Episode 4 — Generative AI Engineering / 4.4 — Structured Output in AI Systems

Interview Questions: Structured Output in AI Systems

Model answers for unstructured response problems, structured output benefits, real-world applications, and schema design.

How to use this material (instructions)

Read lessons in order — README.md, then 4.4.a → 4.4.d.
Practice out loud — definition → example → pitfall.
Pair with exercises — 4.4-Exercise-Questions.md.
Quick review — 4.4-Quick-Revision.md.

Beginner (Q1–Q4)

Q1. What is structured output in the context of LLMs, and why does it matter?

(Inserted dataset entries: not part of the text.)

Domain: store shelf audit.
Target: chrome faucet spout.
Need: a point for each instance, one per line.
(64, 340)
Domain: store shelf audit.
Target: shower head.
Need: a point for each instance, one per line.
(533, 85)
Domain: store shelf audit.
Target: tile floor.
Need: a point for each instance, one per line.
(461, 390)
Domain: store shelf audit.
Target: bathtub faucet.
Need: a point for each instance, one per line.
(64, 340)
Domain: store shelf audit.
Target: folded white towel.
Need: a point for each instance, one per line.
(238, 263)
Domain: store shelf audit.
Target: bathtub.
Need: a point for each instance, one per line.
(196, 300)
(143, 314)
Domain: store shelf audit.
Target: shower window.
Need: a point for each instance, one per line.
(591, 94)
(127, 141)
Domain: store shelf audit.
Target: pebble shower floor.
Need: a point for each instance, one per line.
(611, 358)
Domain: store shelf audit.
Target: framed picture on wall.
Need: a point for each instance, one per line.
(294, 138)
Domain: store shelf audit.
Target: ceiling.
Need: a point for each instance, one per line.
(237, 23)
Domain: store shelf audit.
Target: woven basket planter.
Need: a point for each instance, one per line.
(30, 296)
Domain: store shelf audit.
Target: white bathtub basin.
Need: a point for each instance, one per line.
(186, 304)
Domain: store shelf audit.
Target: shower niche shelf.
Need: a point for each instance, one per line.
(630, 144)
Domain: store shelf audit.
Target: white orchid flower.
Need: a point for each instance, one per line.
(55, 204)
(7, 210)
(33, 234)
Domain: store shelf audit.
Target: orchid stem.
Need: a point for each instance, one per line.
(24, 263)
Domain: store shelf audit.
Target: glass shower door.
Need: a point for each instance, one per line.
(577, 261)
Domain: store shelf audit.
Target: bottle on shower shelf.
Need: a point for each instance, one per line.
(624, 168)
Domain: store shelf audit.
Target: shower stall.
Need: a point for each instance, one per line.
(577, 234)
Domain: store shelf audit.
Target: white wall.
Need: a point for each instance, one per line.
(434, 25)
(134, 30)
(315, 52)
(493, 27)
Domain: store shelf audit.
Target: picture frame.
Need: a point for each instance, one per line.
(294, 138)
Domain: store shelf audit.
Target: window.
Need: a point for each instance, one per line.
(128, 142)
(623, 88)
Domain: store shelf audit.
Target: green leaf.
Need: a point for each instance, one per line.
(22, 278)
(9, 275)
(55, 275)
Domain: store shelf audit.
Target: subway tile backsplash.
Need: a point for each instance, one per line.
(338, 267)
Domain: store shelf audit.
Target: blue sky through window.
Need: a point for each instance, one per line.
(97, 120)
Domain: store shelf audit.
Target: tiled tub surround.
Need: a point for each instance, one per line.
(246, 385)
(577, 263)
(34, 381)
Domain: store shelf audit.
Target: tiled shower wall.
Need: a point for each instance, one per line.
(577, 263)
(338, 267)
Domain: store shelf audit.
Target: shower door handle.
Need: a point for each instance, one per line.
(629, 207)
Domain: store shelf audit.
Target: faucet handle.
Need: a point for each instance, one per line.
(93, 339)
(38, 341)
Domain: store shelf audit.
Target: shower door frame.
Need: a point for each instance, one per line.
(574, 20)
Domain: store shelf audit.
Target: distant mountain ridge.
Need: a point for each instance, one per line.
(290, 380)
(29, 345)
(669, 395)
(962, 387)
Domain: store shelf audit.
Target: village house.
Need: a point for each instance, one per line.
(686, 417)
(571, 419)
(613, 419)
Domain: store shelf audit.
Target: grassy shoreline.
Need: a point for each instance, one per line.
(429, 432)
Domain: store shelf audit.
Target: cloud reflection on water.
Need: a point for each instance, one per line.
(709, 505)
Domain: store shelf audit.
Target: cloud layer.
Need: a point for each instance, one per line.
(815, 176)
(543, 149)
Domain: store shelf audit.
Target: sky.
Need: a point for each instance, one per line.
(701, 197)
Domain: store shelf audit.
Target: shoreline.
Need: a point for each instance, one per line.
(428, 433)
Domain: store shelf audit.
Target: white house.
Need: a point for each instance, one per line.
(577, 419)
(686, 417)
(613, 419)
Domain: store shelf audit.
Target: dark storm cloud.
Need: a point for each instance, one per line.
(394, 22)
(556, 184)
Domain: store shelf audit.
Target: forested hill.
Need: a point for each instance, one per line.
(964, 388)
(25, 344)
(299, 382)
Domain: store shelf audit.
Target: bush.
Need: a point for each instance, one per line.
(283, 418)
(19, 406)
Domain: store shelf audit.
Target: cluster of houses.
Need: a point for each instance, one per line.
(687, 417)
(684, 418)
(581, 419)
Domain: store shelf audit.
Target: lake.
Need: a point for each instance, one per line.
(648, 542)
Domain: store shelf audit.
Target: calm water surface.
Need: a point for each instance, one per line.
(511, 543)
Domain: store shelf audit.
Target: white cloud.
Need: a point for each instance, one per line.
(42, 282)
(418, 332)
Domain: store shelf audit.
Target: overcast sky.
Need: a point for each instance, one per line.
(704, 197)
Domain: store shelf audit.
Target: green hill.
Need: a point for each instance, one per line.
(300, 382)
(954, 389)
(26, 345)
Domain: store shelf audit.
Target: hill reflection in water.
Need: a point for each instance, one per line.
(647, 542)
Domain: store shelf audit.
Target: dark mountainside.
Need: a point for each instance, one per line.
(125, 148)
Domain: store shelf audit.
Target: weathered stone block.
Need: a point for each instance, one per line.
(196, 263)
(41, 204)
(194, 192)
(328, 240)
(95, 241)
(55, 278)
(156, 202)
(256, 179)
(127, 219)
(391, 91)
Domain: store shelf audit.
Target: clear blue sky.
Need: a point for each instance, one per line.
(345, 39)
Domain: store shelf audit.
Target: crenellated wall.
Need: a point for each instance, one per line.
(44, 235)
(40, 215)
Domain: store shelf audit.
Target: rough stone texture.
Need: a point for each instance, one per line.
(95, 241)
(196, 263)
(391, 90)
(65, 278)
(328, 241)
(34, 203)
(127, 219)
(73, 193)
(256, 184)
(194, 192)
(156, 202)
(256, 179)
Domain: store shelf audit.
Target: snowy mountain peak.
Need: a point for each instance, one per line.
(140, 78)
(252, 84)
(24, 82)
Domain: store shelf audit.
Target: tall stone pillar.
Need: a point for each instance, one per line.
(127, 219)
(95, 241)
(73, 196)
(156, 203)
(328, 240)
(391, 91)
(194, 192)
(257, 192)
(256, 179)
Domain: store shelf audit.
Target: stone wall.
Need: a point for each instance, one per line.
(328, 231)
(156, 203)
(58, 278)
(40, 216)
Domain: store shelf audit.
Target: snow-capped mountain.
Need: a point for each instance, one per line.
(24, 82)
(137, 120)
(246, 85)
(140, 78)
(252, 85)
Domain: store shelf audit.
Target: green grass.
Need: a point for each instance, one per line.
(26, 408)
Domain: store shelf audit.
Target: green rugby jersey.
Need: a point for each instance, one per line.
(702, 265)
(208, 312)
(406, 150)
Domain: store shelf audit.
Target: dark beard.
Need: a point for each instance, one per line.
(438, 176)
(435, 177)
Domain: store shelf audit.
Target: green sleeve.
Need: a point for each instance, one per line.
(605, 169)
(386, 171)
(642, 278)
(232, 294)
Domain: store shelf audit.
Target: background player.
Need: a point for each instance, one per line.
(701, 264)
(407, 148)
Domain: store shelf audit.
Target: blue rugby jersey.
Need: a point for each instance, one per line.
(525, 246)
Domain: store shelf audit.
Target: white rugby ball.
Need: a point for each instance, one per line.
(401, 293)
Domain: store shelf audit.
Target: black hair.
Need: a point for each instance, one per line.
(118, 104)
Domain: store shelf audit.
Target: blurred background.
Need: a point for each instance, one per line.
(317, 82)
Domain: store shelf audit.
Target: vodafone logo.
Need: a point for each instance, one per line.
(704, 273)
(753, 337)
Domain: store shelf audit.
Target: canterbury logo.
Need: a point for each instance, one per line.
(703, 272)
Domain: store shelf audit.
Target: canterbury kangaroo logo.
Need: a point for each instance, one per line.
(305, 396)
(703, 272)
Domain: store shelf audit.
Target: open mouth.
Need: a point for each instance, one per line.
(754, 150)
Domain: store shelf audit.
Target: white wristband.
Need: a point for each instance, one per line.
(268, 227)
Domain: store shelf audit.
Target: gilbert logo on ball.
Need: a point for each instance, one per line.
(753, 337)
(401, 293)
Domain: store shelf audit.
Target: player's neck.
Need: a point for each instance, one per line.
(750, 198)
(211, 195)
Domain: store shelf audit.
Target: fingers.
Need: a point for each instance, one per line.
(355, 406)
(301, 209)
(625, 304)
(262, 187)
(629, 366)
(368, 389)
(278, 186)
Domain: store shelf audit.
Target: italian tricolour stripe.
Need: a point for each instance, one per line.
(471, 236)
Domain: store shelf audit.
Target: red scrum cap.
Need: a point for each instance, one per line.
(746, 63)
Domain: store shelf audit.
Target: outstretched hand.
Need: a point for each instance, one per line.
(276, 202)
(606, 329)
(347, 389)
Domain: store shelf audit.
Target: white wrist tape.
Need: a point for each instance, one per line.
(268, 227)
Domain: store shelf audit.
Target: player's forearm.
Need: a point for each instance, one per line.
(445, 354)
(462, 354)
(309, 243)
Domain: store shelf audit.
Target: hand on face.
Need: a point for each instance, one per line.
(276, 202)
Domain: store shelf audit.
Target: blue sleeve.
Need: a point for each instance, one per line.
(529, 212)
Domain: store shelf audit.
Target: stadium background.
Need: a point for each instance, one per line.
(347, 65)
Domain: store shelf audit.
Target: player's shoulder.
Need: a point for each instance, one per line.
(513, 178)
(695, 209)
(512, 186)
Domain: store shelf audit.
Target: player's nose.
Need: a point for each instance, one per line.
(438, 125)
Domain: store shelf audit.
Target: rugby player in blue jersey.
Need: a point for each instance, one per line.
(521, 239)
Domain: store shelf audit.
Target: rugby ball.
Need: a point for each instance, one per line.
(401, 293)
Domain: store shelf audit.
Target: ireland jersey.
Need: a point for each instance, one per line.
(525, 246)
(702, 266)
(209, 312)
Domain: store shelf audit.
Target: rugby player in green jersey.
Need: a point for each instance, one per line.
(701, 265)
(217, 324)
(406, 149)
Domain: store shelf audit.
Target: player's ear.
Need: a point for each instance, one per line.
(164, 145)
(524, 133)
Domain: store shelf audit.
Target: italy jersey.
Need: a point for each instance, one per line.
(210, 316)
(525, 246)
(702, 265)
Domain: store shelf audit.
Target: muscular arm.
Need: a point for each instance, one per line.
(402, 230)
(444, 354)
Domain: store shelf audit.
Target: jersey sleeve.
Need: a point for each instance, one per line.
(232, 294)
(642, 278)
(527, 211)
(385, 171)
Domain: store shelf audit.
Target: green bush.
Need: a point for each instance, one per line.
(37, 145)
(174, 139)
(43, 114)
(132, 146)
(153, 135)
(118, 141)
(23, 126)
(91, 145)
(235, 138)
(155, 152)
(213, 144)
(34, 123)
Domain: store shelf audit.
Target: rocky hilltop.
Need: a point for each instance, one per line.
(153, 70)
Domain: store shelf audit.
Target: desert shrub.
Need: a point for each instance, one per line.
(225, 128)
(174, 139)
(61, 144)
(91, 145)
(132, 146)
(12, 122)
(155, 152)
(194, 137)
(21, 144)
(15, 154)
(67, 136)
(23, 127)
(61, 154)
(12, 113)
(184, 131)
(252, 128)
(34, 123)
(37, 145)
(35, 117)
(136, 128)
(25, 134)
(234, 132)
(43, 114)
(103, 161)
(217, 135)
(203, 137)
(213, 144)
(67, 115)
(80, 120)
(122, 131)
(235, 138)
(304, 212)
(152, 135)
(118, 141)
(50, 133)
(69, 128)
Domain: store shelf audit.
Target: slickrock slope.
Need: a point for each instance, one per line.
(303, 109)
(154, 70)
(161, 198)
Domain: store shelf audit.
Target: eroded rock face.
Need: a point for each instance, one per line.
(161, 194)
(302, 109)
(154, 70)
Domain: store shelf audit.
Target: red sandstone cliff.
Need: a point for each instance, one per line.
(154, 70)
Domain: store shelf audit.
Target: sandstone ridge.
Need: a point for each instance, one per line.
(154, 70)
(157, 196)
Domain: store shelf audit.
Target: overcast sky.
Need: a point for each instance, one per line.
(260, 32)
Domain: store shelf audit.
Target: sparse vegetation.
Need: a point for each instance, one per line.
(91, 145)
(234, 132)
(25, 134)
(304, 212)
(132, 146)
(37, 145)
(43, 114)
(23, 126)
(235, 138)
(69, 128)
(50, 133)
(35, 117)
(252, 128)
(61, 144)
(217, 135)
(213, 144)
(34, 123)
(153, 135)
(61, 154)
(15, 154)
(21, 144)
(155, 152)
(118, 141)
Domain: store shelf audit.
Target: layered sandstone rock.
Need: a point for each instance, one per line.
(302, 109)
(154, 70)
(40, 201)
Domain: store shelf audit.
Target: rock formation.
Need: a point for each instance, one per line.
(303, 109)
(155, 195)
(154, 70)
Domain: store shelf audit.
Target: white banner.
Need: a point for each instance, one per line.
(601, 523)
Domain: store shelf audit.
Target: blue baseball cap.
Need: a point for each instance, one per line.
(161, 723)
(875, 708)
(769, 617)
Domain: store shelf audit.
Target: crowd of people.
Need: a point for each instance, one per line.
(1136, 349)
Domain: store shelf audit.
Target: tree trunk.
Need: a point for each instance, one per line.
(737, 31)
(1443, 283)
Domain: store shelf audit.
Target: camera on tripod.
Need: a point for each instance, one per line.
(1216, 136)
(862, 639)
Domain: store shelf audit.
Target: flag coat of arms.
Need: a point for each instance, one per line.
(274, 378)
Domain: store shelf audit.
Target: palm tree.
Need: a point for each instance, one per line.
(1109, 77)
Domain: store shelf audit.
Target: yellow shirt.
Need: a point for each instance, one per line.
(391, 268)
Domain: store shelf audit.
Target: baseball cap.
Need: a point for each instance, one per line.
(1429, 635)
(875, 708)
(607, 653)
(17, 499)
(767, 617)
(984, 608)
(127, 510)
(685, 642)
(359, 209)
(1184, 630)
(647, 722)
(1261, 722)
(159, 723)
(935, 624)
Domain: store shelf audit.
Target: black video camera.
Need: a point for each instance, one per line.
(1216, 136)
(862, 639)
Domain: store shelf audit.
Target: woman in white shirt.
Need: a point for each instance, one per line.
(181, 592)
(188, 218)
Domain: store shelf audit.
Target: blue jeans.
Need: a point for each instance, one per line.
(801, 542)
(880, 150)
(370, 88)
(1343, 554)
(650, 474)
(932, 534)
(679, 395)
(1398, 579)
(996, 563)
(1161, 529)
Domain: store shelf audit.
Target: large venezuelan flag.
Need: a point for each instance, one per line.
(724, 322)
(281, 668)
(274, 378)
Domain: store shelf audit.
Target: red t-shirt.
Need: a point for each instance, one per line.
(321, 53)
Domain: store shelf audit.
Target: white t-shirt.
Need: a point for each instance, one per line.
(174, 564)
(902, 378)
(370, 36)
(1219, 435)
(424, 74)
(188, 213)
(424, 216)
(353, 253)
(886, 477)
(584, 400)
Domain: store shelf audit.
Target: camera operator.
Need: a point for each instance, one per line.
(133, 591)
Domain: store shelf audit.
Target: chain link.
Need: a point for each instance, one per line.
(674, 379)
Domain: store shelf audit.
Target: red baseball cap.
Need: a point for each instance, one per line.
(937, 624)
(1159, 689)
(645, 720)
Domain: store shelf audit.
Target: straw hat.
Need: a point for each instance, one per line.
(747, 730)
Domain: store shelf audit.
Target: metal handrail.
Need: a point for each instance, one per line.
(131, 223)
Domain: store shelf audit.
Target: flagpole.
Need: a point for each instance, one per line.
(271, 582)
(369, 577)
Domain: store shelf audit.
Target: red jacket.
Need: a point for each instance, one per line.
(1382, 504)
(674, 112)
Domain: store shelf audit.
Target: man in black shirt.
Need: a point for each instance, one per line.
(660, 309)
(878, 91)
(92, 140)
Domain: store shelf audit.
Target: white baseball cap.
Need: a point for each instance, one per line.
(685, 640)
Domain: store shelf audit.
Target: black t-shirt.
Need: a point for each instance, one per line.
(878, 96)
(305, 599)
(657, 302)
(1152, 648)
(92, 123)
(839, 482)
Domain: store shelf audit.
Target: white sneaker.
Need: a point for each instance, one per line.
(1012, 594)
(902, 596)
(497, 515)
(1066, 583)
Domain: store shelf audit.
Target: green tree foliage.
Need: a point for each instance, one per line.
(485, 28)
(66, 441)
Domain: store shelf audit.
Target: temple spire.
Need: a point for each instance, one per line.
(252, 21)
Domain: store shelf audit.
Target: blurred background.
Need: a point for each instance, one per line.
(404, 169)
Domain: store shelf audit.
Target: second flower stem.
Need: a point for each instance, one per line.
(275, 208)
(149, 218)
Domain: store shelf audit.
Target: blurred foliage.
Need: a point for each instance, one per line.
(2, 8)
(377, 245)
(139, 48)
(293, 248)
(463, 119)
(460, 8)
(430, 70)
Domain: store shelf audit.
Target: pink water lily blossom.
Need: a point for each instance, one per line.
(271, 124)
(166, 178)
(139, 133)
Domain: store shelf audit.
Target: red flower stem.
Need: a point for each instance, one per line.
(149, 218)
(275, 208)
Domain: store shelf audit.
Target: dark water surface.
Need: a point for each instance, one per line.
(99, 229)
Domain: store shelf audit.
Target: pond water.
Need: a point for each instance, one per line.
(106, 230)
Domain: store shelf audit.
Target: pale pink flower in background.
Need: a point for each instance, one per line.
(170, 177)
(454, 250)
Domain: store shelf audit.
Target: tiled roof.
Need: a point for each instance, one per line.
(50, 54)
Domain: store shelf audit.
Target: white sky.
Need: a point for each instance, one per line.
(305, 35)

Why interviewers ask: Tests whether you understand the fundamental problem that structured output solves — the gap between human-readable and machine-readable text.

Model answer:

Structured output means constraining an LLM's response to a predefined, parseable format — typically JSON — instead of free-form natural language text. By default, LLMs generate human-readable prose, which is ideal for chat interfaces but terrible for production code that needs to extract specific data fields.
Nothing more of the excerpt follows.